From Canberra — Australia’s National Capital by Crispin Hull
Chapter 1 — Indigenous People In Canberra
The Ngunnawal (or Ngunawal) people made their home on the Limestone Plains, upon which modern Canberra is built. They hunted, gathered, followed the paths of the Bogong moth from the coast to the highlands, marked their sacred sites — some of which remain to this day — lived where Canberra now stands and continue to live in Canberra now, contributing and adding to the city’s rich cultural life.
Radio-carbon dating establishes the occupation of Aboriginal people back at least 21,000 years, despite the cold conditions in the south-east of the continent. Rock art, stone arrangements and stone implements remain at Namadgi. Many Aboriginal names have survived, including Molonglo, Ginninderra, Tuggeranong, Weetangera, Narrabundah, and, of course, Canberra itself.
Hundreds of Aboriginal people were living in the Canberra area when Europeans settled in the early 1820s. They met regularly for corroborees and feasts and, breaking off into smaller bands, they moved about to take advantage of seasonal foods, such as bogong moths which arrived in their thousands during summer. But European settlement disrupted Aboriginal patterns of land use and movement, Many died from diseases brought by Europeans like influenza, smallpox and tuberculosis.
The extent of the dispossession was described at the opening of the Tharwa Bridge across the Murrumbidgee River south of Canberra in 1895. The guest of honour was a Ngunnawal woman, Nellie Hamilton. She was quoted as saying, “”I no tink much of your law. You come here and take my land, kill my possum, my kangaroo; leave me starve. Only gib me rotten blanket. Me take calf or sheep, you been shoot me, or put me in jail. You bring your bad sickness ‘mong us.”

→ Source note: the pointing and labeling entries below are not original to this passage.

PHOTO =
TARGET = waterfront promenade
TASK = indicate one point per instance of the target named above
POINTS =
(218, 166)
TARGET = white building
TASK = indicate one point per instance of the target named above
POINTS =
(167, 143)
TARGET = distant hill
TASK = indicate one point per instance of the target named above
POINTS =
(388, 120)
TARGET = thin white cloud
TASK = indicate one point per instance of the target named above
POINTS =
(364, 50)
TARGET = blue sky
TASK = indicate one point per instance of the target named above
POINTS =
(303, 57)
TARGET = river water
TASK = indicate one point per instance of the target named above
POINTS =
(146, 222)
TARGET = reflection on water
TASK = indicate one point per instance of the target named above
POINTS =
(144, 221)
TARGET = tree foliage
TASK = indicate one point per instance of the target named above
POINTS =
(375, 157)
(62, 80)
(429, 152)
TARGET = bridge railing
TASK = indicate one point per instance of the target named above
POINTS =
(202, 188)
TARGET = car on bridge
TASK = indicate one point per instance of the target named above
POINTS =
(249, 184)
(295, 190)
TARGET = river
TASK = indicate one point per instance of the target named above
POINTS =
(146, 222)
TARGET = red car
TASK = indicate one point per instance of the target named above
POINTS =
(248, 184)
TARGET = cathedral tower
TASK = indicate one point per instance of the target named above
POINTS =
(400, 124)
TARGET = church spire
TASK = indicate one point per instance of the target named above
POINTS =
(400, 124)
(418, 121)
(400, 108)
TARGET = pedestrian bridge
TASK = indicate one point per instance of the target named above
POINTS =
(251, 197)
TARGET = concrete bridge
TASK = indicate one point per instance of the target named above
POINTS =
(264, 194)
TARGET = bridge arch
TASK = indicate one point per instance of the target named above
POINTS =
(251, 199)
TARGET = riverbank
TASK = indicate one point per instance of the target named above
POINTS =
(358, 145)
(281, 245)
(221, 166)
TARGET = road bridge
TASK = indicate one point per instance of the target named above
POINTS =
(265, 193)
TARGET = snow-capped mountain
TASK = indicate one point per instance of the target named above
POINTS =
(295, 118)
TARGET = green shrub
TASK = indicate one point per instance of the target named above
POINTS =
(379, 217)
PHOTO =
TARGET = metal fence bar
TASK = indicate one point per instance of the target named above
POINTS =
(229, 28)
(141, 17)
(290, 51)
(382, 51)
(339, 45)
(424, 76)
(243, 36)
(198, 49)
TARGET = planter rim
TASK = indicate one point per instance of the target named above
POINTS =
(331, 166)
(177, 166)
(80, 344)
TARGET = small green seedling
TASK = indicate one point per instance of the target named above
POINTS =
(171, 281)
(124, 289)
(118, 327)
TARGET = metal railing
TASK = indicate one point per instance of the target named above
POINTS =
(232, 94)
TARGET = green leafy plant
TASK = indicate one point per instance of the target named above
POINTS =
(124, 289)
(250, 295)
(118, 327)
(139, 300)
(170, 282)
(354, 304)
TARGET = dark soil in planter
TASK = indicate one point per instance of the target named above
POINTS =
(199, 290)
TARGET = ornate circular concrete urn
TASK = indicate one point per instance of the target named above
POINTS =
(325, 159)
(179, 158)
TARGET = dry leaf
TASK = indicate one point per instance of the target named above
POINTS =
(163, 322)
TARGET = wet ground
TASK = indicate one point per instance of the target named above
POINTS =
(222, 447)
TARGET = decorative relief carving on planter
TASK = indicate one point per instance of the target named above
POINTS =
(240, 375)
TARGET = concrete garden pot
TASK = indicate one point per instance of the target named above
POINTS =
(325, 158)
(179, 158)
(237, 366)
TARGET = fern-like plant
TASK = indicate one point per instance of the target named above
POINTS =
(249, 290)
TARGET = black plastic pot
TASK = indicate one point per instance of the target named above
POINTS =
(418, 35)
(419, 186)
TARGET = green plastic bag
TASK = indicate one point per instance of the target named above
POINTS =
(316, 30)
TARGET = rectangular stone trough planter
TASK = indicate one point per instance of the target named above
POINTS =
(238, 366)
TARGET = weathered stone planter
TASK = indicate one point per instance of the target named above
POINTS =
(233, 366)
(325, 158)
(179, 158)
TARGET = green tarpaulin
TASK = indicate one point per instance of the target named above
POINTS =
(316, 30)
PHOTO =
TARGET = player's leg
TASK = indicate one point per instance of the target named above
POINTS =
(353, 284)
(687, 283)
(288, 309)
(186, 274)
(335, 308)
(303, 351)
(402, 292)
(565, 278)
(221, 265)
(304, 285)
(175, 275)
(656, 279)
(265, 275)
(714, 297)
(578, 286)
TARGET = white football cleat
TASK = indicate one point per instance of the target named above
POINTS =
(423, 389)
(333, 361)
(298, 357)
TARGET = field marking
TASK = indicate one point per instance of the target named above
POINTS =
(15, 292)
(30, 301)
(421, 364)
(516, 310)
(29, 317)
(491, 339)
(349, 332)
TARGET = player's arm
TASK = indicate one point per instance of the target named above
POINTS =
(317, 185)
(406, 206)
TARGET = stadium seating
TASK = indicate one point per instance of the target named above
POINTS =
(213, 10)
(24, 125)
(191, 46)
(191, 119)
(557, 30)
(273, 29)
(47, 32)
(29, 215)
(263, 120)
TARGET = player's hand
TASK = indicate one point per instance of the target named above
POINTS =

Ngunnawal people continued to live in the area, often working on sheep properties, their numbers diminished by illness and starvation, their culture and language in decline.
More recently, though, Canberra has seen a revival of Ngunnawal culture. Also, after the referendum in 1967 which gave the Commonwealth power with respect to Aboriginal people, the national administration of the exercise of that power was centred in Canberra which required a greater Aboriginal presence in capital. Canberra is now the home of the Aboriginal and Torres Strait Islander Commission — the elected indigenous body that administers programs for indigenous people.
It was in Canberra, in 1992, that perhaps the most significant change to the aspirations of indigenous people took place when the High Court ruled in the Mabo case that indigenous or native title existed in all land in Australia that had not been taken after European settlement for specific use or individual title.
Since 1972 Canberra has housed the Aboriginal Embassy — an unofficial, informal place in front of the old Parliament House that focuses on the call for reconciliation between indigenous and other Australians and recognition of the dispossession of Aboriginal people from their land.